Najwyższy również czas by odpowiedzialność za wyniki zaczął brać na swoje barki trener Araszkiewicz. Jest zatrudniony w Elblągu już ponad miesiąc i nie może wszystkich niepowodzeń tłumaczyć takim, a nie innym „stanem inwentarza”. W momencie podpisywania umowy z klubem na pewno miał rozeznanie co do możliwości poszczególnych graczy, ale i zespołu jako całości. Przypomnijmy, że gdy przejmował stery w Olimpii, była liderem, a dziś jest druga, z dwoma punktami straty do Okocimskiego Brzesko. Po drodze poniosła też dwie spektakularne i wstydliwe porażki – 0:3 z Wisłą Płock i 0:4 z OKS 1945 Olsztyn, po meczach, w których była jedynie tłem dla rywali. Jeśli na czas nie ogarnie sytuacji i nie zdusi w zarodku tlącego się ognia, to może dojść do niekontrolowanego pożaru, po którym nie będzie już co zbierać. Mecz z silną Stalą to zarówno dla Araszkiewicza i dla prowadzonej przez niego Olimpii doskonały moment na odbicie i poszybowanie w górę, by więcej nie musiał przepraszać kibiców za kompromitującą postawę swojej drużyny, tak jak to miało miejsce po wspomnianych meczach z Płockiem i Olsztynem.
Lubenow tak, Sobieraj chyba nie
Do składu na Stal, po zawieszeniu za kartki, wraca motor napędowy środka pola Lubomir Lubenow, który właśnie przeciw Stali w poprzedniej rundzie rozegrał pierwszy swój mecz w barwach Olimpii.

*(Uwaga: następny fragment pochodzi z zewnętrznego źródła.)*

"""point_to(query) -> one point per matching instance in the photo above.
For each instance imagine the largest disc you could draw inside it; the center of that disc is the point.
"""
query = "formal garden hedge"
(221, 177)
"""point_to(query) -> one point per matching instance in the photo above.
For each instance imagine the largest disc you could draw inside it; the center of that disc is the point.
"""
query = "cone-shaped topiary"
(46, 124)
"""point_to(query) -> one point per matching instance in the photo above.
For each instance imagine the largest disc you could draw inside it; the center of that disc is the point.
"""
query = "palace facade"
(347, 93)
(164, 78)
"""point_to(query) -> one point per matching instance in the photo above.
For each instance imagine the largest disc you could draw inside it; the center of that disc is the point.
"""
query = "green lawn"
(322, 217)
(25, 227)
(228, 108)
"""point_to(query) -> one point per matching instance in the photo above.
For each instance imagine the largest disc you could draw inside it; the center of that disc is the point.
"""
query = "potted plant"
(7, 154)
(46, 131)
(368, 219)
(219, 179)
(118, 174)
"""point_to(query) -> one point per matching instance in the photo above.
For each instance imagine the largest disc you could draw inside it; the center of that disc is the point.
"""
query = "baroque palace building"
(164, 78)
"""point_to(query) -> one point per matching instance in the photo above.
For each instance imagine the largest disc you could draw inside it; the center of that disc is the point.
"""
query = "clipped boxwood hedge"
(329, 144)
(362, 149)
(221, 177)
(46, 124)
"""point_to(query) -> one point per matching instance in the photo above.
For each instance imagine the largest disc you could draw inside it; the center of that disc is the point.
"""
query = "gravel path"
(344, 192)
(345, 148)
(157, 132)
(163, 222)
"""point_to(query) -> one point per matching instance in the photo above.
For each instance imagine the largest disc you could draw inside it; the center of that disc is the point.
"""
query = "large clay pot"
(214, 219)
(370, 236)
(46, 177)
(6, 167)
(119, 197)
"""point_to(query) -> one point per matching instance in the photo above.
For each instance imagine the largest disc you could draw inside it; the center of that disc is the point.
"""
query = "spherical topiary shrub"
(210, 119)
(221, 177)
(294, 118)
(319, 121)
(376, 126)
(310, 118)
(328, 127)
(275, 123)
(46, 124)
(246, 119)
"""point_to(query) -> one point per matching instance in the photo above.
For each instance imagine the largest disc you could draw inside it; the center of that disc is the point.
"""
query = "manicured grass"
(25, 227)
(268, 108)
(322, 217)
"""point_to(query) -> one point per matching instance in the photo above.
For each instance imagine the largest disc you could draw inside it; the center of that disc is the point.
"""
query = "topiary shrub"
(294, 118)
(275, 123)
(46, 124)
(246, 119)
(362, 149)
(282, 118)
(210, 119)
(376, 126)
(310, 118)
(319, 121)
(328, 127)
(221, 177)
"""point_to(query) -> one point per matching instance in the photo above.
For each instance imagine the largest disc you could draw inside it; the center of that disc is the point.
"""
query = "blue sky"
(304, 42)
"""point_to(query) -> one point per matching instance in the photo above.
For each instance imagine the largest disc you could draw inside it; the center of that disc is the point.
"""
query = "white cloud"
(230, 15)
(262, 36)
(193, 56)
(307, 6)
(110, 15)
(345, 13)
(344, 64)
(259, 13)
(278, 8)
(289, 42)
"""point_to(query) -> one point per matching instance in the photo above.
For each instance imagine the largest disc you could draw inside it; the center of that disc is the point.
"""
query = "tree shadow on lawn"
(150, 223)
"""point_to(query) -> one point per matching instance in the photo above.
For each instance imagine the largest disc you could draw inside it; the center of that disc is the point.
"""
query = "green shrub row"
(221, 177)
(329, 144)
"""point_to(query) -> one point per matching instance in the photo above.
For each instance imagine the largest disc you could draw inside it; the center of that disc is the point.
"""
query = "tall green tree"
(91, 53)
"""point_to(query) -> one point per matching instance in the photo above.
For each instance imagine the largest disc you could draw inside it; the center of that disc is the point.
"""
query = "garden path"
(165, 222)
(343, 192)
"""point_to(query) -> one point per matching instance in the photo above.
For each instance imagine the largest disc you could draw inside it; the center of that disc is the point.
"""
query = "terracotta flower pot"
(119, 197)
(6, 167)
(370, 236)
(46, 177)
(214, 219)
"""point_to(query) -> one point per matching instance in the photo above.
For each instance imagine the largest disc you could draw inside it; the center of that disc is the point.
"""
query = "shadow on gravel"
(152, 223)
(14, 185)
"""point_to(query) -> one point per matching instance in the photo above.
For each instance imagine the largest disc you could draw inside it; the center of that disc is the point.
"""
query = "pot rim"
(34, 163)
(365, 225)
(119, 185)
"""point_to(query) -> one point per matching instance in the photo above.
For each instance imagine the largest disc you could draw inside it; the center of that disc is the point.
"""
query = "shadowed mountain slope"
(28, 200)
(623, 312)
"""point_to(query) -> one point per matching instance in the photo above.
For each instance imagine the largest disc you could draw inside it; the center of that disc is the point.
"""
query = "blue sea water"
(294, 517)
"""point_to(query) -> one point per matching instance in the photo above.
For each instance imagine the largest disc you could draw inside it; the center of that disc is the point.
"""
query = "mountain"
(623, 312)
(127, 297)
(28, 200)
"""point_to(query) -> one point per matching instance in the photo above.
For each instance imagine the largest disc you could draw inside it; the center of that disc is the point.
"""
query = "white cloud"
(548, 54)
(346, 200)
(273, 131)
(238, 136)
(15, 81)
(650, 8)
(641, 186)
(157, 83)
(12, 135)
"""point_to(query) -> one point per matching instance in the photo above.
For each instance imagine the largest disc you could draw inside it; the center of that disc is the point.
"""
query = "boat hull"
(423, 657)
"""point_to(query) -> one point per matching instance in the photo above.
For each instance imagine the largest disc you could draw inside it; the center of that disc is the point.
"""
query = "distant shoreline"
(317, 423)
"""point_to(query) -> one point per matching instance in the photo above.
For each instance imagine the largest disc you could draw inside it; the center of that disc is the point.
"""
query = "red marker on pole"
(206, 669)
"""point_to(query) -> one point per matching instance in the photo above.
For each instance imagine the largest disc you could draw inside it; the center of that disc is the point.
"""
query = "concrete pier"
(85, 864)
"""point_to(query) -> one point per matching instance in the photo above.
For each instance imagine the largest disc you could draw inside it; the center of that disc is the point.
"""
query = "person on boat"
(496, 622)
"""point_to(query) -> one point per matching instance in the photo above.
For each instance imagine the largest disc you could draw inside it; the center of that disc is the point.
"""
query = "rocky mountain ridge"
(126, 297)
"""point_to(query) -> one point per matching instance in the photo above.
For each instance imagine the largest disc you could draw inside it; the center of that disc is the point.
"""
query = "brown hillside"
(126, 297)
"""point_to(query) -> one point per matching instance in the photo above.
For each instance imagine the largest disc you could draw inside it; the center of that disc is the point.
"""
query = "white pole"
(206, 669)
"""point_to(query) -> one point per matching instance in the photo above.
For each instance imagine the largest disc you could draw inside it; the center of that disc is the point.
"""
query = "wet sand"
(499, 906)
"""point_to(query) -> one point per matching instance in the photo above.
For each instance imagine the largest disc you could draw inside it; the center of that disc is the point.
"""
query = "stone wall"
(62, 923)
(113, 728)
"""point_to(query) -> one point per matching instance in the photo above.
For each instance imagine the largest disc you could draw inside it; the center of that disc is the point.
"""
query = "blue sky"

Zagrożeni wykluczeniami na kolejne spotkania są natomiast Mykoła Dremluk i Krzysztof Bułka, którzy mają na koncie po sześć żółtych kartek. Jeśli zostaną upomnieni w sobotę, to nie pojadą na Resovię. Wciąż brak widoków na występ Krzysztofa Sobieraja, który w Olsztynie bawił się w masażystę (tak był wpisany do protokołu), ale widać było, że bardzo przeżywał nieudany występ kolegów i często zrywał się z ławki rezerwowych instruując partnerów z boiska. Na niewiele się to jednak zdało. Olimpii jest zdecydowanie bardziej potrzebny zdrowy Sobieraj na placu, niż Sobieraj podpowiadający zza linii bocznej.
Kilka słów o Stali
Stal w ubiegłym sezonie rywalizowała na zapleczu ekstraklasy i po spadku do drugiej ligi, jej rozbrat z wyższym szczeblem rozgrywek miał trwać zaledwie rok. Upatrywana od samego startu w ścisłym gronie faworytów do awansu, spisuje się jednak poniżej oczekiwań. Przed meczem z Olimpią plasuje się na 6. miejscu w tabeli ze stratą dziesięciu punktów do lidera z Brzeska i ośmiu oczek do drugiej premiowanej promocją lokaty. Jesienią w Stalowej Woli gospodarze byli lepsi skromnie wygrywając 1:0. Olimpia tamten mecz kończyła w dziewiątkę po kuriozalnej czerwonej kartce dla Dariusza Kudyby i czerwieni (tym razem słusznej, za dwie żółte) dla Pawła Byrskiego. Mimo to, filigranowemu obrońcy Olimpii chyba Stalowa Wola przypadła do gustu, bo w przerwie zimowej zamienił Elbląg na to hutnicze miasto i dziś reprezentuje barwy zespołu z Podkarpacia.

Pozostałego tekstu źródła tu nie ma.